Many drug delivery researchers use polymers or other substances to carry their medications. These do not necessarily target just the cancer, Machluf said.
Her product, she said, would be a new player in the market with the potential to take “a big chunk” of the existing research market.
Colleagues are calling her research “too good to be true,” she said, and pharma giants like Merck and Teva Pharmaceutical Industries Ltd., to whom she showed her findings, have declined to fund her studies, saying the research is still in very early stages and does not fit their mainstream approach to cancer.
She admits that huge challenges and questions lie ahead. Large numbers of nano-ghosts will have to be produced for the clinical trials, and how the human body will react to these particles is also a huge unknown.
Any side effects in humans will be discovered only during clinical trials, she said. “In animals, we don’t see side effects. It doesn’t accumulate in other organs, it doesn’t have toxicity, it doesn’t affect the body in terms of negative effect. So, I don’t know. We need to wait for clinical trials. ”
The chances of success for a venture like hers are “very low,” she admits. Much depends on funding and on how much you believe in and push the technology, “regardless of the negative feedback that you get.”

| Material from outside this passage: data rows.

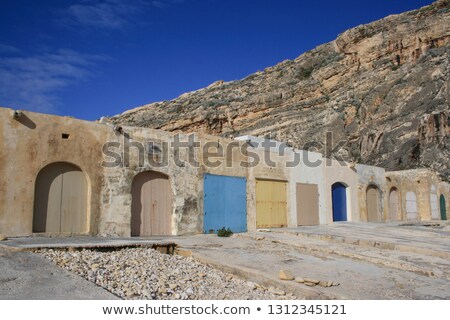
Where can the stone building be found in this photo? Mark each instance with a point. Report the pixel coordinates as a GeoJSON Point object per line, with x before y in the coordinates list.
{"type": "Point", "coordinates": [63, 176]}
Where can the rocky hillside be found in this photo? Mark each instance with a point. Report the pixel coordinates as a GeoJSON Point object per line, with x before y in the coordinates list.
{"type": "Point", "coordinates": [382, 87]}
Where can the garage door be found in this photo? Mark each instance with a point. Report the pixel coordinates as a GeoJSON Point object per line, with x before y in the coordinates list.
{"type": "Point", "coordinates": [307, 204]}
{"type": "Point", "coordinates": [225, 203]}
{"type": "Point", "coordinates": [271, 204]}
{"type": "Point", "coordinates": [339, 198]}
{"type": "Point", "coordinates": [151, 206]}
{"type": "Point", "coordinates": [60, 202]}
{"type": "Point", "coordinates": [372, 203]}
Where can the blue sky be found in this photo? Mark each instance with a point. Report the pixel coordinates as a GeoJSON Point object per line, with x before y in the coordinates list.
{"type": "Point", "coordinates": [90, 58]}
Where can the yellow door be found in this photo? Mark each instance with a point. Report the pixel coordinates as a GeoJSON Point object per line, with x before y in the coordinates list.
{"type": "Point", "coordinates": [271, 204]}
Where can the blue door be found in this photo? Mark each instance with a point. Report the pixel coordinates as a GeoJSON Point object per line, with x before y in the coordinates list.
{"type": "Point", "coordinates": [339, 195]}
{"type": "Point", "coordinates": [225, 204]}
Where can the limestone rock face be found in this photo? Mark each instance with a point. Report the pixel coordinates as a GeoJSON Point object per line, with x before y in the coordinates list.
{"type": "Point", "coordinates": [285, 275]}
{"type": "Point", "coordinates": [383, 88]}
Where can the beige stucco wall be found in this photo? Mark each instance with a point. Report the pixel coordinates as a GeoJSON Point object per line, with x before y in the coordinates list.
{"type": "Point", "coordinates": [35, 140]}
{"type": "Point", "coordinates": [418, 181]}
{"type": "Point", "coordinates": [371, 176]}
{"type": "Point", "coordinates": [29, 144]}
{"type": "Point", "coordinates": [184, 180]}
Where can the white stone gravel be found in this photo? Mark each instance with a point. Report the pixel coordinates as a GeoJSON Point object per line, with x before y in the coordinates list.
{"type": "Point", "coordinates": [144, 273]}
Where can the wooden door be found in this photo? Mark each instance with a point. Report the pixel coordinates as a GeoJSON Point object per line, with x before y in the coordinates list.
{"type": "Point", "coordinates": [271, 204]}
{"type": "Point", "coordinates": [307, 204]}
{"type": "Point", "coordinates": [151, 208]}
{"type": "Point", "coordinates": [393, 205]}
{"type": "Point", "coordinates": [411, 206]}
{"type": "Point", "coordinates": [60, 203]}
{"type": "Point", "coordinates": [372, 197]}
{"type": "Point", "coordinates": [434, 204]}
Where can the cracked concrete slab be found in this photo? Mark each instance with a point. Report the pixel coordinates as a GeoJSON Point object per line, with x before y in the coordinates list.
{"type": "Point", "coordinates": [27, 276]}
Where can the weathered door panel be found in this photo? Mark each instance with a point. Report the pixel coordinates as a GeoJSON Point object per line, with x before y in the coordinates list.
{"type": "Point", "coordinates": [60, 204]}
{"type": "Point", "coordinates": [339, 199]}
{"type": "Point", "coordinates": [434, 203]}
{"type": "Point", "coordinates": [271, 204]}
{"type": "Point", "coordinates": [73, 202]}
{"type": "Point", "coordinates": [372, 203]}
{"type": "Point", "coordinates": [443, 207]}
{"type": "Point", "coordinates": [411, 206]}
{"type": "Point", "coordinates": [225, 203]}
{"type": "Point", "coordinates": [393, 205]}
{"type": "Point", "coordinates": [307, 204]}
{"type": "Point", "coordinates": [151, 208]}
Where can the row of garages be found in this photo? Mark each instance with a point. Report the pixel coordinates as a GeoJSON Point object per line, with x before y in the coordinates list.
{"type": "Point", "coordinates": [61, 206]}
{"type": "Point", "coordinates": [55, 181]}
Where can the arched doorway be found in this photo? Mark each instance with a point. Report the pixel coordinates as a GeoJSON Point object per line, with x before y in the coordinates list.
{"type": "Point", "coordinates": [339, 199]}
{"type": "Point", "coordinates": [151, 207]}
{"type": "Point", "coordinates": [411, 206]}
{"type": "Point", "coordinates": [60, 200]}
{"type": "Point", "coordinates": [443, 207]}
{"type": "Point", "coordinates": [372, 202]}
{"type": "Point", "coordinates": [393, 205]}
{"type": "Point", "coordinates": [434, 203]}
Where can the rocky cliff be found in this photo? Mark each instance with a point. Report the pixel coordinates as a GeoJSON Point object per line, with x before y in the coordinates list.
{"type": "Point", "coordinates": [384, 88]}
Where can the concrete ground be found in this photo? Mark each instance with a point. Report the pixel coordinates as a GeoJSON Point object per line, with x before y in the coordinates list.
{"type": "Point", "coordinates": [369, 261]}
{"type": "Point", "coordinates": [27, 276]}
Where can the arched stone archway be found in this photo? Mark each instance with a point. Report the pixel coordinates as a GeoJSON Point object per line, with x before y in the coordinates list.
{"type": "Point", "coordinates": [60, 201]}
{"type": "Point", "coordinates": [373, 203]}
{"type": "Point", "coordinates": [411, 206]}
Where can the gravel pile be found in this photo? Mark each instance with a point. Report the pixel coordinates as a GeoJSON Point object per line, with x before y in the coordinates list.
{"type": "Point", "coordinates": [143, 273]}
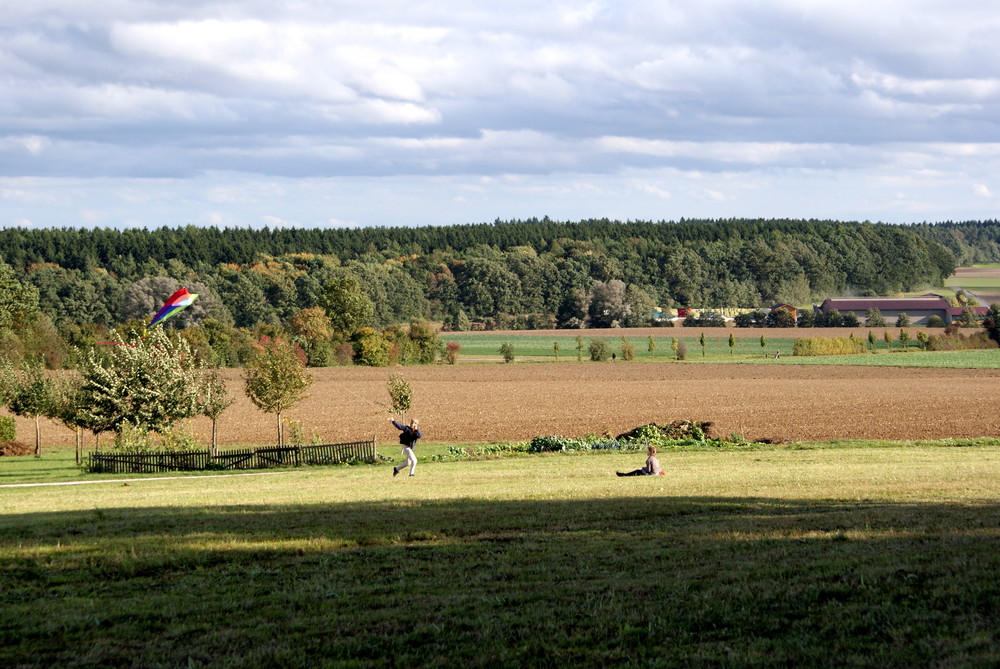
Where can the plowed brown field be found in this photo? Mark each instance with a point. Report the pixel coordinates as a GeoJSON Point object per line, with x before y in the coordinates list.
{"type": "Point", "coordinates": [483, 403]}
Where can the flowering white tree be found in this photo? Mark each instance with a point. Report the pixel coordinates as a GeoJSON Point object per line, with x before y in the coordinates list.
{"type": "Point", "coordinates": [145, 383]}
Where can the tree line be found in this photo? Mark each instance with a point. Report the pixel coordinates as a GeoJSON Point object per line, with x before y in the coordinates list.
{"type": "Point", "coordinates": [342, 294]}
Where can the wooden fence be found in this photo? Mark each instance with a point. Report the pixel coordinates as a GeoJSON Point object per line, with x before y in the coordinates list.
{"type": "Point", "coordinates": [244, 458]}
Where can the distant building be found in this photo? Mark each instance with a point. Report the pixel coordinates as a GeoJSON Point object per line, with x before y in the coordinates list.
{"type": "Point", "coordinates": [918, 309]}
{"type": "Point", "coordinates": [789, 308]}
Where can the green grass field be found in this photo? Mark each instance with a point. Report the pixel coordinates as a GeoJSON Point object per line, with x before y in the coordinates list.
{"type": "Point", "coordinates": [539, 348]}
{"type": "Point", "coordinates": [858, 554]}
{"type": "Point", "coordinates": [979, 283]}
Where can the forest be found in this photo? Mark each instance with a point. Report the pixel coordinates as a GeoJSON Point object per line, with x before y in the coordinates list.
{"type": "Point", "coordinates": [538, 273]}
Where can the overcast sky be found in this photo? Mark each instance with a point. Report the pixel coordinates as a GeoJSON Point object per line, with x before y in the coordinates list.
{"type": "Point", "coordinates": [385, 112]}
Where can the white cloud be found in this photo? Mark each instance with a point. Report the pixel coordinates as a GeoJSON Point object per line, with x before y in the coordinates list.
{"type": "Point", "coordinates": [720, 106]}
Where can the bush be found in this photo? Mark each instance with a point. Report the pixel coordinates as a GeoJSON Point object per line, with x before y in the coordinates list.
{"type": "Point", "coordinates": [7, 430]}
{"type": "Point", "coordinates": [828, 346]}
{"type": "Point", "coordinates": [344, 354]}
{"type": "Point", "coordinates": [956, 341]}
{"type": "Point", "coordinates": [599, 350]}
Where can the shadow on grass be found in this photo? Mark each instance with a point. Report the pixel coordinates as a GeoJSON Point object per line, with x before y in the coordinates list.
{"type": "Point", "coordinates": [662, 581]}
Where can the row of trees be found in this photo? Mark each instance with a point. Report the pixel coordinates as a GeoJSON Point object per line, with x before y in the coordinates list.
{"type": "Point", "coordinates": [537, 273]}
{"type": "Point", "coordinates": [137, 388]}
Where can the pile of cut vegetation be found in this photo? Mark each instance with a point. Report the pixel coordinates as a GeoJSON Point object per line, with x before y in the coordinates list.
{"type": "Point", "coordinates": [678, 429]}
{"type": "Point", "coordinates": [14, 448]}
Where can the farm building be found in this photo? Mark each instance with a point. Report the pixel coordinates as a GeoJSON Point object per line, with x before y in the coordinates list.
{"type": "Point", "coordinates": [789, 308]}
{"type": "Point", "coordinates": [918, 309]}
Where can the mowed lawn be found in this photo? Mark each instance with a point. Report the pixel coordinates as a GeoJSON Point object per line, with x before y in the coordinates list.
{"type": "Point", "coordinates": [797, 556]}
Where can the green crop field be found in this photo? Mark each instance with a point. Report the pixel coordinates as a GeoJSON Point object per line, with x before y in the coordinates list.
{"type": "Point", "coordinates": [748, 350]}
{"type": "Point", "coordinates": [541, 347]}
{"type": "Point", "coordinates": [820, 555]}
{"type": "Point", "coordinates": [976, 359]}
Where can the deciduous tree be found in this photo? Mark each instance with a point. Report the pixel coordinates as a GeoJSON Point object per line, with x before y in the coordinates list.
{"type": "Point", "coordinates": [143, 383]}
{"type": "Point", "coordinates": [275, 378]}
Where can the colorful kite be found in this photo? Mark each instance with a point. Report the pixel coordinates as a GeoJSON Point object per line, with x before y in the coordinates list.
{"type": "Point", "coordinates": [174, 303]}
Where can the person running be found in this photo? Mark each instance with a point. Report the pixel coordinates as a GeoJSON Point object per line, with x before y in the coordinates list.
{"type": "Point", "coordinates": [651, 468]}
{"type": "Point", "coordinates": [408, 438]}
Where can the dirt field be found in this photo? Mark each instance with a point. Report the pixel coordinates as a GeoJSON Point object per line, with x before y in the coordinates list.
{"type": "Point", "coordinates": [483, 403]}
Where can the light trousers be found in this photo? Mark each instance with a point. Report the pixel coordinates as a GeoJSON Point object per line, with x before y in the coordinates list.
{"type": "Point", "coordinates": [411, 460]}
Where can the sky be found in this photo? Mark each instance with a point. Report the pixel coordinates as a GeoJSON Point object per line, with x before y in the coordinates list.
{"type": "Point", "coordinates": [347, 113]}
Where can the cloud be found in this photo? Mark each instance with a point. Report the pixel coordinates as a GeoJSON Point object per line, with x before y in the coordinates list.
{"type": "Point", "coordinates": [720, 105]}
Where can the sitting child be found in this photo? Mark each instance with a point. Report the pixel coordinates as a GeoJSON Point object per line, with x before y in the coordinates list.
{"type": "Point", "coordinates": [652, 467]}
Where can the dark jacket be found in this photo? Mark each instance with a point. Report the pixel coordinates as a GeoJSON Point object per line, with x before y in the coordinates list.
{"type": "Point", "coordinates": [408, 436]}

Meanwhile, Machluf has licensed the technology from the Technion and is now looking for investors to start her clinical trials. She is negotiating with venture capital funds and a major Technion donor, Ed Sattell, has donated $2 million to Machluf’s research.
If she gets the money she needs, she will work on creating industrial amounts of the product to use for human trials. In parallel, she needs to figure out which cancer she wants to tackle first and with which drug.
To make this decision, she will assemble a committee of oncologists, clinicians, industrial oncologists and pharmacologists to come up with an answer.
She will not have the money to work on parallel cancer conditions, she said. A clinical trial with one kind of tumor and one kind of drug will cost, just for Phase I of three phases, some $3 million.
“Before investors invest more money, they need to believe. I need to show them this evidence… show them that it works” in humans, she said.